Someone who notices when I’m tense before I do. Who remembers exactly how I like my coffee and what foods I prefer. Who goes to extraordinary lengths to ensure my comfort and happiness.
My mind drifts to what happened earlier, the way Ginni had surrendered himself so completely to my guidance. The trust in his eyes, the way he’d followed my lead with such beautiful submission, the grateful pleasure on his face when I took control.
He’d been so responsive, so eager to please, so ready to give me everything I asked for and more. Like he’d been waiting his entire life for someone to claim him, to show him what it meant to be desired and treasured and thoroughly possessed.
And the sounds he’d made... Cristo, the memory alone is enough to make me hard again.
“You’re thinking about earlier,” Ginni observes with obvious satisfaction, his hands now working on my calves and thighs with methodical precision. “I can tell by the way your breathing changed. And your pulse rate increased.”

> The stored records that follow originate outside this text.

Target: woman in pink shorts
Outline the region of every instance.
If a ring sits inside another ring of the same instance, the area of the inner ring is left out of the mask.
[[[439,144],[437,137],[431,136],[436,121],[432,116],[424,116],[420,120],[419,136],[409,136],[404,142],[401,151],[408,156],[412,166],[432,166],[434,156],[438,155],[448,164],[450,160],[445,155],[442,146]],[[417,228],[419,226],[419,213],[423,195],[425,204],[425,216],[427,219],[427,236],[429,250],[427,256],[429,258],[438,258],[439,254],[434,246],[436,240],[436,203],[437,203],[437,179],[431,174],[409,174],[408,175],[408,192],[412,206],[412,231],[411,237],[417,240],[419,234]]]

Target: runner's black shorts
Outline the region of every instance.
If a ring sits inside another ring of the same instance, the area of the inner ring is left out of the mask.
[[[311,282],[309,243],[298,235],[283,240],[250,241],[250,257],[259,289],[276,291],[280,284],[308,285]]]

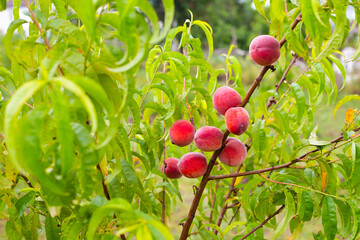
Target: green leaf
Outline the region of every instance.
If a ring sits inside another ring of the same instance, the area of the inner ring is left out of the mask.
[[[309,144],[312,146],[326,146],[331,144],[329,141],[319,141],[318,137],[316,135],[318,129],[318,124],[316,124],[316,127],[311,131],[310,137],[309,137]]]
[[[51,0],[54,4],[59,18],[66,20],[66,9],[63,0]]]
[[[341,219],[341,227],[339,229],[341,235],[343,237],[348,237],[351,234],[352,228],[354,226],[354,222],[352,221],[352,209],[347,202],[343,202],[337,199],[334,199],[338,214]]]
[[[330,39],[326,41],[325,45],[322,47],[321,52],[315,58],[316,62],[321,61],[323,58],[329,56],[334,50],[338,49],[343,41],[345,26],[346,26],[346,1],[338,0],[333,1],[335,6],[335,30],[331,35]],[[317,29],[315,29],[317,30]]]
[[[355,240],[360,232],[360,210],[359,206],[355,201],[350,201],[350,207],[354,217],[354,230],[349,239]]]
[[[341,72],[341,76],[342,76],[342,79],[343,79],[343,83],[342,83],[342,86],[341,86],[341,88],[339,89],[339,91],[340,90],[342,90],[344,87],[345,87],[345,85],[346,85],[346,70],[345,70],[345,67],[344,67],[344,65],[342,65],[342,63],[340,62],[340,60],[337,58],[337,57],[335,57],[334,55],[329,55],[328,56],[328,58],[333,62],[333,63],[335,63],[335,65],[339,68],[339,70],[340,70],[340,72]]]
[[[25,83],[15,92],[14,96],[9,100],[5,108],[4,135],[6,138],[6,145],[10,159],[18,169],[21,169],[21,163],[19,162],[21,158],[18,157],[18,152],[16,151],[16,146],[18,144],[16,141],[16,134],[14,134],[14,132],[16,132],[16,118],[24,106],[24,103],[45,84],[47,84],[47,82],[41,80]]]
[[[132,125],[131,125],[131,132],[129,132],[129,139],[133,138],[135,134],[140,129],[140,108],[137,102],[131,98],[129,101],[129,108],[132,115]]]
[[[6,221],[5,225],[6,236],[12,240],[22,240],[21,228],[19,224],[14,221]]]
[[[313,200],[309,193],[301,190],[299,194],[298,215],[302,221],[310,221],[314,211]]]
[[[345,97],[343,97],[335,106],[334,108],[334,112],[333,112],[333,117],[335,117],[335,114],[337,112],[337,110],[345,103],[352,101],[352,100],[359,100],[360,101],[360,95],[347,95]]]
[[[267,20],[265,15],[266,0],[254,0],[256,10]],[[269,22],[269,20],[267,20]]]
[[[352,168],[349,181],[357,192],[360,191],[360,147],[356,143],[351,146]]]
[[[332,85],[332,90],[331,90],[330,95],[333,96],[333,99],[336,99],[338,88],[336,85],[334,69],[333,69],[332,65],[330,64],[330,62],[326,58],[323,58],[321,60],[321,63],[323,65],[324,71],[325,71],[326,75],[328,76],[328,78],[330,79],[330,82]]]
[[[175,14],[175,4],[174,4],[174,0],[162,0],[163,2],[163,6],[164,6],[164,11],[165,11],[165,17],[164,17],[164,26],[162,29],[161,34],[159,35],[159,37],[154,38],[150,43],[154,44],[156,42],[159,42],[160,40],[162,40],[168,33],[169,29],[172,26],[173,23],[173,19],[174,19],[174,14]]]
[[[97,145],[97,148],[102,148],[109,141],[111,141],[111,139],[116,134],[116,128],[118,124],[115,119],[114,106],[111,104],[103,87],[92,78],[83,76],[67,76],[67,78],[84,89],[88,95],[96,99],[105,108],[107,112],[107,119],[109,120],[109,126],[103,131],[105,136],[99,139],[99,143]]]
[[[272,239],[278,238],[285,232],[285,230],[289,227],[290,220],[295,215],[294,197],[287,188],[284,188],[284,193],[285,193],[286,200],[285,200],[285,208],[283,211],[283,219],[277,226],[276,231],[275,231],[274,235],[272,236]]]
[[[15,209],[16,209],[15,219],[19,219],[24,215],[26,209],[28,208],[28,206],[31,204],[31,202],[34,200],[35,197],[36,197],[35,192],[29,192],[29,193],[25,194],[24,196],[22,196],[19,200],[16,201],[16,203],[15,203]]]
[[[335,239],[337,234],[336,206],[332,197],[325,196],[322,209],[322,225],[328,240]]]
[[[266,148],[266,134],[264,131],[265,120],[257,120],[252,128],[253,149],[256,153],[262,152]]]
[[[6,177],[0,175],[0,191],[7,191],[7,190],[10,190],[11,189],[11,186],[12,186],[12,182],[7,179]]]
[[[132,166],[123,158],[120,159],[121,171],[123,173],[123,179],[125,180],[125,192],[126,192],[126,200],[131,202],[136,188],[138,179],[136,173]]]
[[[95,134],[95,132],[97,130],[97,126],[98,126],[97,114],[96,114],[95,107],[94,107],[93,103],[91,102],[91,99],[86,94],[86,92],[82,88],[80,88],[77,84],[75,84],[74,82],[70,81],[69,79],[67,79],[65,77],[57,77],[57,78],[54,78],[53,81],[55,83],[62,85],[67,90],[73,92],[80,99],[82,104],[84,104],[85,109],[89,113],[89,118],[90,118],[90,121],[92,124],[91,133]]]
[[[60,228],[57,226],[58,223],[55,218],[52,218],[50,214],[46,214],[45,218],[45,232],[46,239],[60,239]]]
[[[12,44],[12,38],[13,38],[14,32],[18,27],[20,27],[24,23],[27,23],[27,21],[25,21],[23,19],[14,20],[10,24],[9,28],[6,31],[3,42],[4,42],[4,47],[5,47],[5,53],[10,59],[14,58],[14,49],[13,49],[13,44]]]
[[[17,87],[17,84],[14,80],[14,75],[3,66],[0,66],[0,77],[8,78],[14,84],[14,86]]]
[[[326,24],[320,17],[320,11],[324,11],[317,0],[303,0],[300,1],[302,12],[302,20],[305,24],[306,30],[315,43],[315,50],[320,52],[321,44],[329,30],[331,31],[328,20]],[[326,16],[327,17],[327,16]]]
[[[323,159],[316,159],[321,170],[321,191],[335,195],[337,191],[337,176],[334,168]]]
[[[64,0],[79,16],[80,20],[85,25],[87,33],[90,37],[95,39],[95,9],[92,0]],[[59,5],[59,9],[62,8]],[[63,13],[62,13],[63,14]]]
[[[108,216],[110,213],[114,211],[131,213],[133,212],[133,209],[130,203],[128,203],[126,200],[121,198],[111,199],[104,206],[96,209],[93,215],[91,216],[88,232],[86,233],[86,237],[89,240],[94,239],[98,225],[103,221],[103,219],[106,216]]]
[[[208,55],[208,61],[210,60],[213,52],[214,52],[214,43],[213,43],[213,37],[212,37],[212,28],[211,26],[204,21],[200,21],[200,20],[195,20],[193,22],[193,25],[198,25],[205,33],[205,36],[207,38],[207,43],[209,46],[209,55]]]
[[[70,124],[67,99],[59,89],[54,88],[50,94],[54,110],[56,136],[60,143],[61,175],[65,177],[73,166],[75,159],[74,137]]]
[[[294,97],[296,99],[296,108],[297,108],[297,122],[299,122],[302,119],[302,115],[305,111],[305,95],[299,84],[292,83],[290,85],[291,91],[294,94]]]
[[[0,11],[4,11],[6,9],[6,0],[0,0]]]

Heat floods my face, though he can’t see it with me lying face-down. “How can you possibly know that?”
“Because I pay attention to everything about you,” he replies simply, his hands working the oil into my legs with possessive thoroughness. “Your breathing patterns, your heart rate, the way your muscles respond to different stimuli, how your body language changes with different emotions. I’ve been studying you for years, remember? I know you better than you know yourself in some ways.”
It should be unsettling, this level of observation and analysis. But instead, it’s oddly comforting. To be so thoroughly known, so completely understood, even in ways I don’t understand myself.
I let myself sink into the sensation, floating in a haze of complete relaxation. The artificial starlight from the projector, the scent of expensive oils, the skilled hands working away tension I didn’t know I was holding.
Being abducted is turning out to be a much better experience than I anticipated.
The thought should horrify me, but I’m too relaxed to care. Too comfortable, too well-cared for, too thoroughly seduced by this beautiful boy’s devoted attention.
Maybe this is what Stockholm syndrome feels like. Or maybe it’s just what happens when someone loves you with the kind of obsessive intensity that Ginni brings to everything he does.
Either way, I’m not sure I want it to stop.
Iwake to the sound of whimpering, soft and distressed in the artificial darkness of the basement. For a moment, I’m disoriented, unsure what roused me from the deep, dreamless sleep that’s become my norm since Ginni started his devoted care routine.
Then I feel the movement against my shoulder, small tremors running through the body curled against me. Ginni is using my chest as a pillow, just as he has every night since my abduction began, but something’s wrong.
Another whimper escapes him, followed by a soft, broken sound that might be a sob. His breathing is rapid and shallow, panic breathing.
At first, I think he might be having some kind of erotic dream, reliving our afternoon activities. But as I listen more carefully, the sounds aren’t pleasure. They’re fear. Pain.
He’s having a nightmare.
Guilt crashes over me like ice water, sudden and overwhelming. Did I push him too far earlier? He was inexperienced when this all started, a virgin despite his seductive confidence and apparent knowledge. What if I was too demanding, too rough? What if I hurt him in ways I don’t understand, ways that are only now manifesting in his dreams?
The boy gave me his virginity on what he considers our wedding night, trusted me with something precious and irreplaceable.
What if I damaged him in my selfishness? What if in my desire for revenge, my need to soothe my humiliation, I went too far?
I carefully shift my shoulder, the movement gentle but enough to rouse him from whatever dark place his mind has gone.
He wakes with a start and a sob, immediately clinging to me with desperate strength. His whole body is trembling, and I can feel wetness against my skin where his tears have leaked ontome. He’s shaking like a leaf, small and vulnerable and utterly heartbreaking.